In Exercises 69-71, find the limit. Give a convincing argument that the value is correct. $$\lim _{x \rightarrow \infty} \frac{\ln (x+1)}{\ln x}$$

Short answer

The limit as \(x\) approaches infinity of \(\frac{\ln (x+1)}{\ln x}\) is 1.

Step-by-step solution

Identify the Form of the Expression

The given expression is \(\lim _{x \rightarrow \infty} \frac{\ln (x+1)}{\ln x}\). As \(x\) approaches infinity, both the numerator and the denominator approach infinity, that is, the expression is in the form ∞/∞, which is an indeterminate form.

Apply L'Hopital's Rule

According to L'Hopital's Rule, if a limit is in the indeterminate form 0/0 or ∞/∞, it can be evaluated by differentiating the numerator and the denominator. So, let's find the derivatives of the numerator and the denominator. The derivative of \(\ln (x+1)\) with respect to \(x\) is \(\frac{1}{x+1}\) and the derivative of \(\ln x\) with respect to \(x\) is \(\frac{1}{x}\). So the expression becomes \(\lim _{x \rightarrow \infty} \frac{\frac{1}{x+1}}{\frac{1}{x}} = \lim _{x \rightarrow \infty} \frac{x}{x+1}\).
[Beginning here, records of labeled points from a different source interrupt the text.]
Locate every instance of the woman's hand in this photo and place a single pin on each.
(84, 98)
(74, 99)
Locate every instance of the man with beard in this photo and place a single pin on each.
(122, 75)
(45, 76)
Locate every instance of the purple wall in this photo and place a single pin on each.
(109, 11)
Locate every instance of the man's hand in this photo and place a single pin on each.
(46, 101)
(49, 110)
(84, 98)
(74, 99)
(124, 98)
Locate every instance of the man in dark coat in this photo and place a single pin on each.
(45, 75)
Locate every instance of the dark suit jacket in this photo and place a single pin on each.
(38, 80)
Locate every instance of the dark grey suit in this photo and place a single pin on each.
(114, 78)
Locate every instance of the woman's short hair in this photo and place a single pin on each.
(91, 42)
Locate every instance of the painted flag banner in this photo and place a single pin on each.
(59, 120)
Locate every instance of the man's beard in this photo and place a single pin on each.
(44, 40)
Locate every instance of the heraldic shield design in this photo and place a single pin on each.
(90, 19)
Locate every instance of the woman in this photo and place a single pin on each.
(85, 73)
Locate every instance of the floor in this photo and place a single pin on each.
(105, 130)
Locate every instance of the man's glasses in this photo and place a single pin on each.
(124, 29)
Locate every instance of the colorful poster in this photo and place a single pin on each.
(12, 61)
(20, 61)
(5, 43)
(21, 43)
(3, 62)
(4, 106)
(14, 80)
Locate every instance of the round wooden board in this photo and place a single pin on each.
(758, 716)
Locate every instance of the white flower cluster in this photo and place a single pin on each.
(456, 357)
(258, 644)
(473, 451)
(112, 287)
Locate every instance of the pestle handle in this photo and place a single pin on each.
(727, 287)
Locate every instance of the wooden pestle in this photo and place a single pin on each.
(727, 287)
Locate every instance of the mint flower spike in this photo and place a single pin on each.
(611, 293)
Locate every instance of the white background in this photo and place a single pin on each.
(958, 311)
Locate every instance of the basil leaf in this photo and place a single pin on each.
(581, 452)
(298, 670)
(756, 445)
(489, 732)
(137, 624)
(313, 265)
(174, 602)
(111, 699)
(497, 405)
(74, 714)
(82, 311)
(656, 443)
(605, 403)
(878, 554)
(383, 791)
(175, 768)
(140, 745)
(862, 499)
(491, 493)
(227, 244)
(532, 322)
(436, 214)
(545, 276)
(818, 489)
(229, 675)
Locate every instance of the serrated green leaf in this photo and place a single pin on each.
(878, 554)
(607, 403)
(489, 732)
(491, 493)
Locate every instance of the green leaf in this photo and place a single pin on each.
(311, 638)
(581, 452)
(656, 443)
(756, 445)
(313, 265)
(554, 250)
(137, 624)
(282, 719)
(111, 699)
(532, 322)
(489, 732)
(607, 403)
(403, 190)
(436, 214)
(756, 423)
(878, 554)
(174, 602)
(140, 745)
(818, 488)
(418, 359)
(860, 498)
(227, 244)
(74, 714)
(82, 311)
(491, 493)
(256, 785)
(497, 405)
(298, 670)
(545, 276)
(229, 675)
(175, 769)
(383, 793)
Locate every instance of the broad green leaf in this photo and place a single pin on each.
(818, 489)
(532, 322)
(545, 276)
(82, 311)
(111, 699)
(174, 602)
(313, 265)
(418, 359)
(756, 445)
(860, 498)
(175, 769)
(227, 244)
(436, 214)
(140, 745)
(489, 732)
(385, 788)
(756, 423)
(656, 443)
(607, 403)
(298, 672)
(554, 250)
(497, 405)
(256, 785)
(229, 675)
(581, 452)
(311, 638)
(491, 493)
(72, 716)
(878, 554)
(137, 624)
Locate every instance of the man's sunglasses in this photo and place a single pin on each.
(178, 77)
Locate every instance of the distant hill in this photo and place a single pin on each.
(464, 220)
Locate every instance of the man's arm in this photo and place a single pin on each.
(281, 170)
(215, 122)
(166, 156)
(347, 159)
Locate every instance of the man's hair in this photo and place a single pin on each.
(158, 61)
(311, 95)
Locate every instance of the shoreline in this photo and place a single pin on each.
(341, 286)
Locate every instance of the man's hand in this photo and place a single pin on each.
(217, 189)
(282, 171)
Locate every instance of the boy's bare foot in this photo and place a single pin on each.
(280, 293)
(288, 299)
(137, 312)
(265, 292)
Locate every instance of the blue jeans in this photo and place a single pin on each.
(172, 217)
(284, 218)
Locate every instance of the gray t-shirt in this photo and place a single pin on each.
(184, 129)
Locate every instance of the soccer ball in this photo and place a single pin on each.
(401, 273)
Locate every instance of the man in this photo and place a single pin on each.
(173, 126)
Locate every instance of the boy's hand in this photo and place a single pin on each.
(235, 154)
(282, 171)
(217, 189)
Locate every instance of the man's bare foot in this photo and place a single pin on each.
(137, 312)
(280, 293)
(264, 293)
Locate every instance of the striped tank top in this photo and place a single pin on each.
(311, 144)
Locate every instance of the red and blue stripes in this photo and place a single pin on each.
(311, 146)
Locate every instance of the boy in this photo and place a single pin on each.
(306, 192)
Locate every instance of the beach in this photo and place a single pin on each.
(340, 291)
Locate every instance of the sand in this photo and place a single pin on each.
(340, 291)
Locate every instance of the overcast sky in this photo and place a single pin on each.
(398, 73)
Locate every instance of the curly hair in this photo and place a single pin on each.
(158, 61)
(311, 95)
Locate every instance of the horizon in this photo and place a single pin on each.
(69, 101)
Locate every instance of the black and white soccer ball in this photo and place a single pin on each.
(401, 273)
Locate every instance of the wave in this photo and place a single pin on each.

Simplify the Expression and Evaluate the Limit

The expression \(\lim _{x \rightarrow \infty} \frac{x}{x+1}\) can be simplified by dividing both the numerator and the denominator by \(x\) to obtain \(\lim _{x \rightarrow \infty} \frac{1}{1 + \frac{1}{x}}\). As \(x\) approaches infinity, \(\frac{1}{x}\) approaches 0, and therefore, the expression simplifies to \(\lim _{x \rightarrow \infty} \frac{1}{1 + 0}\), which equals 1.